ナミがウソップを頬を抓(ツネ)るのを止め、声の出所に顔を向けた。
ウソップは頬が痛いのか、しきりに擦(サス)っている。

「心配なのは貴女(アナタ)だけじゃないのよ。」

言い聞かすかのように、ロビンが話しかけた。

「私も、狙撃主さんも、船医さんも、剣士さんも、」

一人一人を確かめるようにして、ロビンがみんなの名前をあげていく。

「…‥そして、船長さんも、」

ルフィの事を言った瞬間、船首に座っていた彼の肩が微かに震えた。

「みんな、コックさんの事が心配なのよ。
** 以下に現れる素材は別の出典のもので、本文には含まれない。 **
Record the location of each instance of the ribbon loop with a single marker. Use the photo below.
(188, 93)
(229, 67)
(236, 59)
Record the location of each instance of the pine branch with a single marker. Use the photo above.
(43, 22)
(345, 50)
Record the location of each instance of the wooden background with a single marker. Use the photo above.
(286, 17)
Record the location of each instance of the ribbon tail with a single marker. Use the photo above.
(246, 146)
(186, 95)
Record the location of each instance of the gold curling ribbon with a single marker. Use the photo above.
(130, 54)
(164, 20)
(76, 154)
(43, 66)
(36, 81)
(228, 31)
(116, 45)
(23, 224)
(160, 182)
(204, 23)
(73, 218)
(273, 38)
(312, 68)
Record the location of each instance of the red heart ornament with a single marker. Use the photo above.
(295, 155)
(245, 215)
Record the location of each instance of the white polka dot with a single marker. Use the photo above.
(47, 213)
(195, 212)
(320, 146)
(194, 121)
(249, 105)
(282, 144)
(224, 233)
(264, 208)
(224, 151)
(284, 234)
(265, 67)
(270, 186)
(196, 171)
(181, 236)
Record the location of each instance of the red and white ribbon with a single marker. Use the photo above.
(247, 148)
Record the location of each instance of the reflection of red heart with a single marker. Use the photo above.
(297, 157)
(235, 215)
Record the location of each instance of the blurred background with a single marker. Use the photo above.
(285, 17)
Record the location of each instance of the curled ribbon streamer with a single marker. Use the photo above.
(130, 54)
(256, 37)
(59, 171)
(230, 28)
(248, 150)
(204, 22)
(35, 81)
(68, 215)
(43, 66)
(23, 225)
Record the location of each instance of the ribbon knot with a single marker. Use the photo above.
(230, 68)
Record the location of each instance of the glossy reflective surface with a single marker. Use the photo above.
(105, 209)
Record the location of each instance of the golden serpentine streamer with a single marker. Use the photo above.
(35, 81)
」

ロビンの口調は、ナミを咎(トガ)めるものではなかった。

「分かってる、分かってんだけど、」

そう呟いた後、ナミが外に視線を向けた。
その発言を最後に、みんな黙り込んでしまった。

 その雰囲気がいたたまれなくて、チョッパーは海を見た。
万物の母である海は、一体何処にあの非常さを隠し持っているのだろうか?

 彼が嵐の海に自(ミズカ)ら飛び込んだのは、昨日の事であった。